Underground roads of Ganja

Underground roads of Ganja

Ganja is a city located at the crossroads of cultures, which at all times have been subjected to tests of fate, raids, foreign invaders, became the object of devastating wars. For centuries the city was located on the Great Silk Road, caravan routes went through this place. The city was also repeatedly subjected to devastating earthquakes, the most powerful of which occured on September 25th of 1139. In the end, it had to be rebuilt from scratch. Throughout the history, several times the city became the capital of various states that existed on the territory of Azerbaijan, which affected the development of the city, and is reflected in the appearance of Ganja. According to legend, during the establishment of the city, a trove with countless treasures was found, which is why it was named the city of treasures – Ganja.

Even now the city retains a lot of unsolved mysteries. The statements of scientists, made a few years ago, about the existence of underground roads, built 400 years ago, which local people call the underground phaeton roads, became a sensational discovery of the scientific world. Their total length is 90 kilometers. Most researchers believe that they were built during the reign of Shah Abbas the First (from 1606), according to the project of the vizier of the Shah, the great thinker, scientist and astronomer of that time Sheikh Baheddin.

Today the whole main historical ensemble of Ganja includes creations of Sheikh Baheddin. This includes the architectural complex of the 17th century, the Juma Mosque (Mosque of Shah Abbas) Chekyak-Hamam (medieval bath) and the Caravanserai of Shah Abbas. So far, there have been no extensive researches on the study of the underground roads of Ganja. But the public and scientists are aware of the existence of these roads, and they talk about the need for their restoration and reconstruction.

In Soviet times some of the passages were closed and some were used as prisons. Even then, most of the passages were destroyed. Some ventilation shafts were blocked, it made the oxygen supply difficult to access.

Interest in this mystery of the city appeared a few years ago, after the publication of the fact that tunnels lie under the historical center of Ganja. Scientists have not found out how the builders managed to build such a powerful infrastructure four centuries ago, since it requires complex technological solutions. In some places the roads have two levels, they resemble subway tunnels. The rudiments of the first subway in Ganja appeared long before London had its first underground system. Two hundred years before the invention of an underground rail link in the city on the Thames, Ganja had its public underground trasport.

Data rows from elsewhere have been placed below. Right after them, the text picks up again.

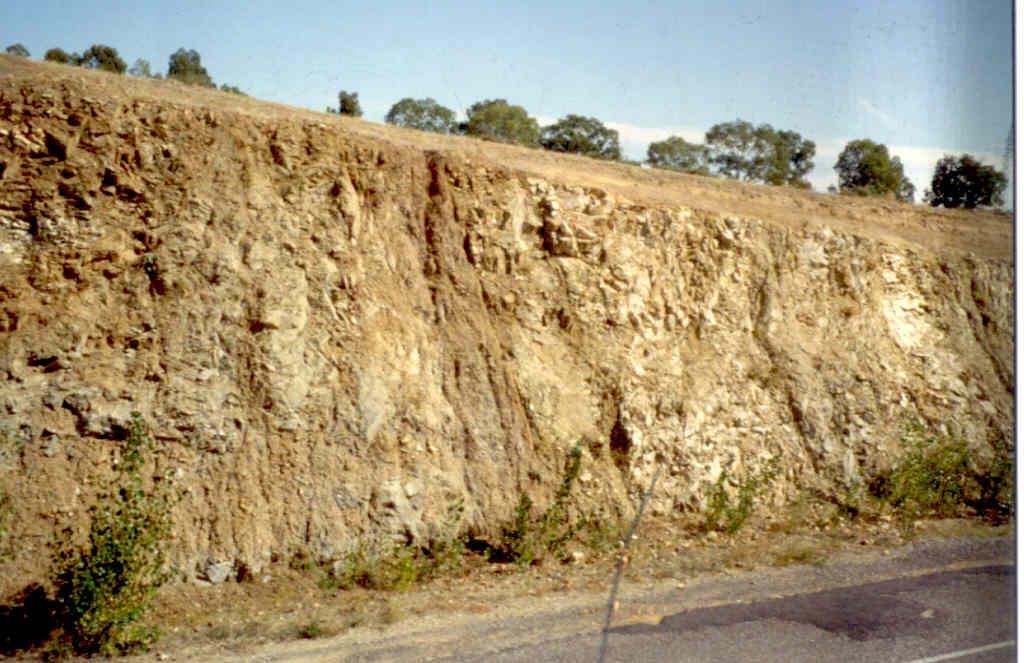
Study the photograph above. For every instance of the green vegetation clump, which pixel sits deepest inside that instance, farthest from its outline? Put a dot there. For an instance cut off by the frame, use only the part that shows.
(865, 168)
(103, 588)
(399, 566)
(425, 115)
(728, 515)
(582, 135)
(938, 477)
(501, 121)
(964, 181)
(531, 538)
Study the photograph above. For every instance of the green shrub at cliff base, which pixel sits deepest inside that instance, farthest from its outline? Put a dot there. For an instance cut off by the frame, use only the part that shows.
(401, 566)
(727, 514)
(938, 477)
(104, 587)
(529, 539)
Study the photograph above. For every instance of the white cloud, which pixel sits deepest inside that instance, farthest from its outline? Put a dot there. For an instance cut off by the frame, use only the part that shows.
(887, 120)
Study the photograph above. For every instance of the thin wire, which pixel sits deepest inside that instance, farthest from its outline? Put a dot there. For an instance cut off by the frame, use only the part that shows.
(622, 564)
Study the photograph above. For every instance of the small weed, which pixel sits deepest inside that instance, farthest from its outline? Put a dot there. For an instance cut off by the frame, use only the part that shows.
(724, 514)
(312, 630)
(6, 516)
(937, 477)
(529, 539)
(805, 554)
(400, 566)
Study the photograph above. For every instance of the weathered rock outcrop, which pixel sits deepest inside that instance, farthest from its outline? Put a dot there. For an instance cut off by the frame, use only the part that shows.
(336, 337)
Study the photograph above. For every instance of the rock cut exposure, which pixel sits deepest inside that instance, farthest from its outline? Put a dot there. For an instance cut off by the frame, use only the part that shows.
(337, 330)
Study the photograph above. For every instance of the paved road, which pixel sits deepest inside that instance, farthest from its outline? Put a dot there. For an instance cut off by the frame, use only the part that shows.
(963, 615)
(951, 599)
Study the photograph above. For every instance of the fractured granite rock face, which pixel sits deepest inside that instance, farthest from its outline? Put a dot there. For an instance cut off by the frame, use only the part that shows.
(335, 338)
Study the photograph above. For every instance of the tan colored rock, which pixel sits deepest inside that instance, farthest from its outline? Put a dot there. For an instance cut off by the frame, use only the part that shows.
(336, 335)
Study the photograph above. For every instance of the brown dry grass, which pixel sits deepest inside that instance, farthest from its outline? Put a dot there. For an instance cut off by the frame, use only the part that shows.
(984, 233)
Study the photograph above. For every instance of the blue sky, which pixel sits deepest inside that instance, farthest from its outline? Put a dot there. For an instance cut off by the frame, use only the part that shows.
(926, 77)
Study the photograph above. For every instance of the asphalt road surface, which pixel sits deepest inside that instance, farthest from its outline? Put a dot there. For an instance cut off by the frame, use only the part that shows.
(951, 599)
(963, 615)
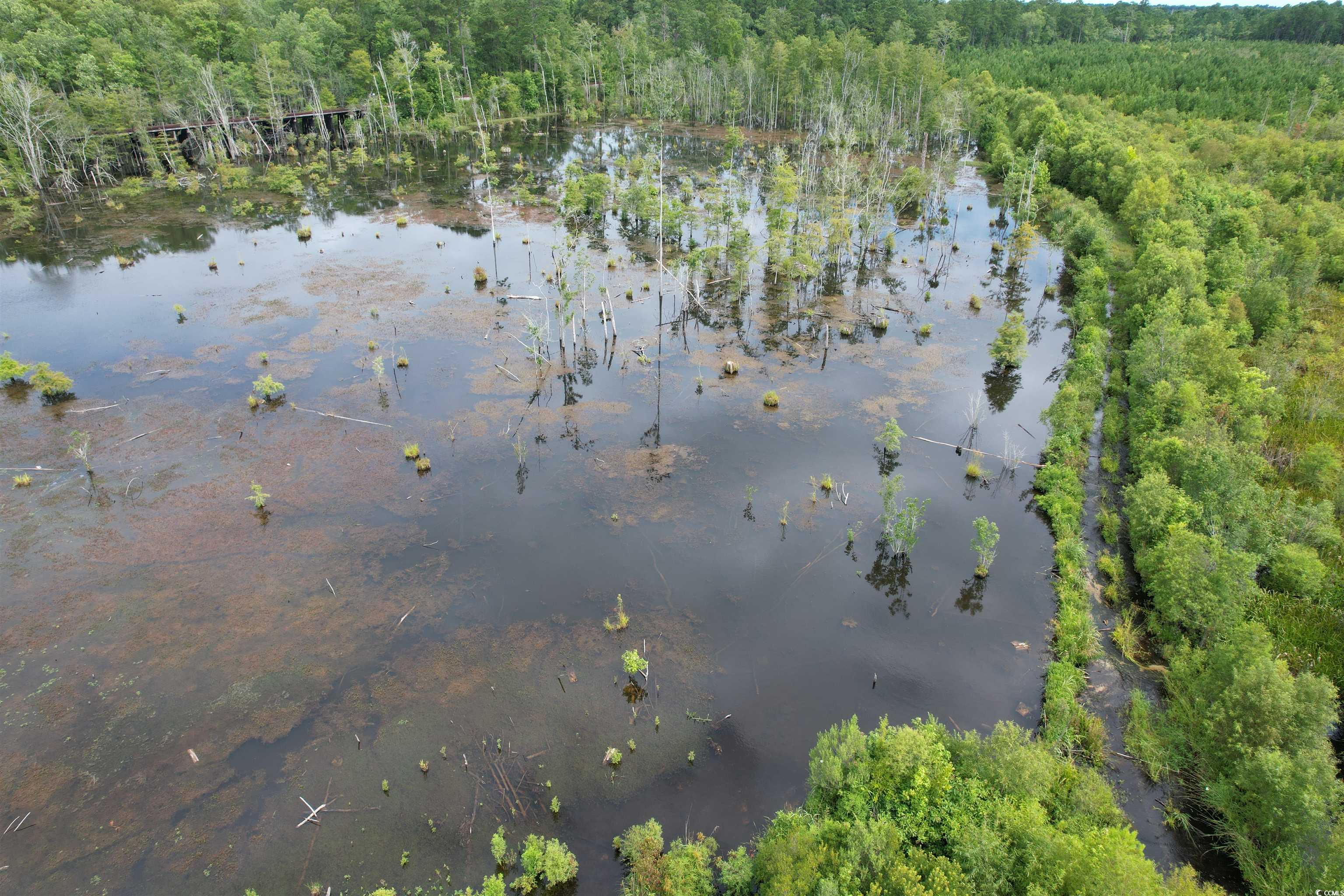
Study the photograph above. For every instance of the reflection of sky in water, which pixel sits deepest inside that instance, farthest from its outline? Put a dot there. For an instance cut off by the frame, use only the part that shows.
(510, 565)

As the Professor of Ganja State University, Honored Artist of the country Shaig Mamedov stated to Vestnik Kavkaza, after the earthquake of 1139 Ganja was destroyed, and a new city was built near it. The city has existed at this place before Ganja was conquered by Shah Abbas the First in 1606. Today Ganja is a city that was already built by Shah Abbas. "Ganja, due to its strategic position, was constantly exposed to enemy raids. The underground passages were very important for storage of provisioning and protection of civilians. In addition, they were also designed for moving phaetons," the scientist stated.

According to him, there is nothing surprising in the fact that four centuries ago builders managed to build such an infrastructure, since the works were directed by Sheikh Baheddin, who was famous in the East at that time.

"In addition, Sheikh Baheddin was a great physicist, even before Newton suggested the theory of atoms. Probably everyone knows the story about the bath in Isfahan, which was heated with the warmth of only one candle, Sheikh Baheddin was also an architect of it. This decision gave rise to hypotheses that Baheddin knew the laws of atomic energy. He was the project manager for the establishment of Ganja, Isfahan and Mashhad four centuries ago," the Professor said.

Shaig Mamedov believes that attempts to question the existence of underground phaeton roads have no basis, "Ask any person of the older generation of Ganja, they will tell you everything, up to the location of the entrances to these tunnels. As children, everybody went there and after passing through them appeared in another part of town." According to Mamedov, the total length of these roads is 90 km, they have a height of 2.5 to 3 meters, which allowed phaetons to move freely.

This discovery caused interest of scientists from the Smithsonian Institute (USA). A couple of years ago, they decided to learn the secrets of the underground roads together with their Azerbaijani counterparts. Historians agree that the city which gave the world the great thinker and poet of the East, Nizami, was a cradle of civilization, and its history and architecture retain a lot of unexplored mysteries to this day. Today the task of scientists is not only to explore the ancient city, but also to create an underground museum with an exit to the central part of the city. The story of the underground road, along with a historical aspect, also has a socially important character. The study of the underground roads will increase the flow of tourists and lovers of mysteries of history from around the world and make the city attractive for new investments. After all, the one who is able to present himself better and to use information technologies better wins the current competition.